Qiu Xiaolong was born in Shanghai and one of the great pleasures of these books comes from the way he captures the look and feel of what is now China’s most dynamic city in the early stages of its transformation. He takes the reader into the traditional neighborhoods of the city, now increasingly attractions preserved for tourists, into the neighborhoods only seldom visited by tourists where most of Shanghai’s workers live, and into the now world of wealth that has rebuilt parts of the city.

And Qiu Xiaolong takes the reader on this tour at the most interesting moment in China’s recent history. Death of a Red Heroine, for example, is set 10 years or so after Deng Xiaoping proclaimed the economic reforms that made it okay to get rich in China. The book captures all the wonder of the beginnings of Chinese capitalism and all the ambivalence that many Chinese felt (and still feel about that transformation.) Many of the witnesses that Inspector Chen Cao tries to interview in his investigation of the death of a model worker are afraid to talk about an official national heroine because they still feel the trauma of the Cultural Revolution and aren’t quite sure what the new rules are.

Have I mentioned that these are, as mysteries, simply great reads? Death of a Red Heroine won the Anthony Award for best first mystery novel in 2001.

Inspector Chen is the classic detective as outsider—with a very Chinese twist. A poet and translator of T.S.Eliot, arbitrarily assigned by the state bureaucracy to a job as a police inspector in Shanghai, he doesn’t fit in anywhere. Not in the police department where his acquisition of a tiny apartment–with “no real kitchen, only a narrow corridor containing a couple of gas burners tucked into the corner, with a small cabinet hanging on the wall above. No real bathroom either”—ahead of more senior officers and colleagues with families arouses jealousy and suspicion that he has political connections. Not in the world of the up-and-coming professional class out to see how far the “new” China will let them go. And not in the world of real politik where party officials expect him to investigate crimes only as long as they don’t enter dangerous ground.

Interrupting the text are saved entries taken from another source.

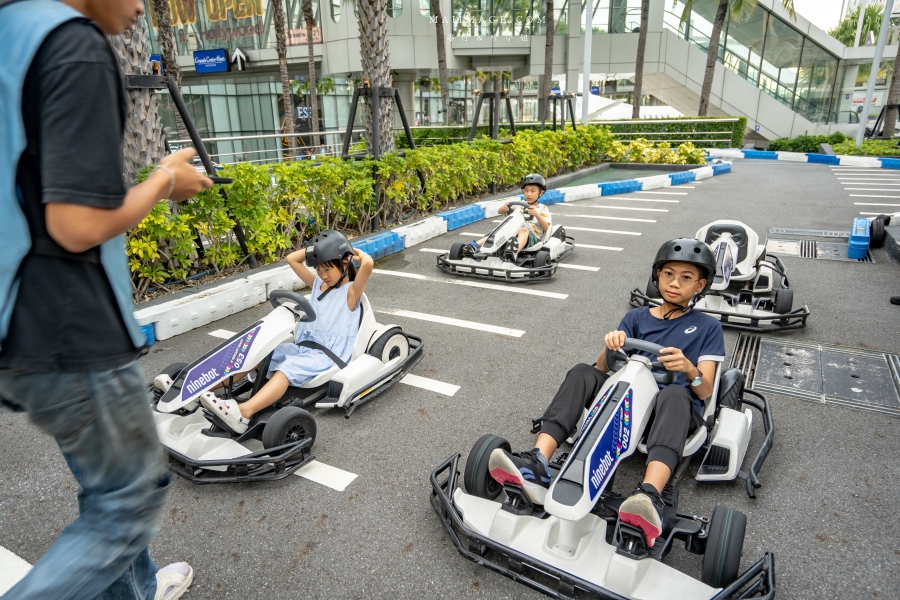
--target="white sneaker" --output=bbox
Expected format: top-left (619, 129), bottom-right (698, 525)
top-left (154, 562), bottom-right (193, 600)
top-left (199, 393), bottom-right (249, 434)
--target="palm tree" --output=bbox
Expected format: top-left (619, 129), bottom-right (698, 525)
top-left (148, 0), bottom-right (189, 141)
top-left (680, 0), bottom-right (796, 116)
top-left (517, 78), bottom-right (525, 122)
top-left (357, 0), bottom-right (395, 156)
top-left (542, 0), bottom-right (555, 122)
top-left (631, 0), bottom-right (649, 118)
top-left (828, 3), bottom-right (883, 46)
top-left (271, 0), bottom-right (297, 158)
top-left (430, 0), bottom-right (451, 124)
top-left (302, 0), bottom-right (321, 149)
top-left (107, 16), bottom-right (164, 183)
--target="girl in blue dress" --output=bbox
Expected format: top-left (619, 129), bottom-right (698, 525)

Give this outsider a sense that there’s a moral code above the decrees of the party and set him loose in a Shanghai with money and secrets and enjoy the fireworks.

I’ve only read the first four books of the six published so far. Of those my favorites are the first, Death of a Red Heroine and second A Loyal Character Dancer.

Red Mandarin Dress and The Mao Case, numbers five and six in the series, were both published in 2009.

Qiu Xiaolong has also translated the Tang and Song Dynasty poems that Inspector Chen so often quotes in the books in 100 Poems from Tang and Song Dynasties.

As you might imagine given the questions that Inspector Chen raises about the workings of the “new’ China, Qiu Xiaolong writes his novels from outside China. He has lived in St. Louis since 1988 where he teaches at Washington University.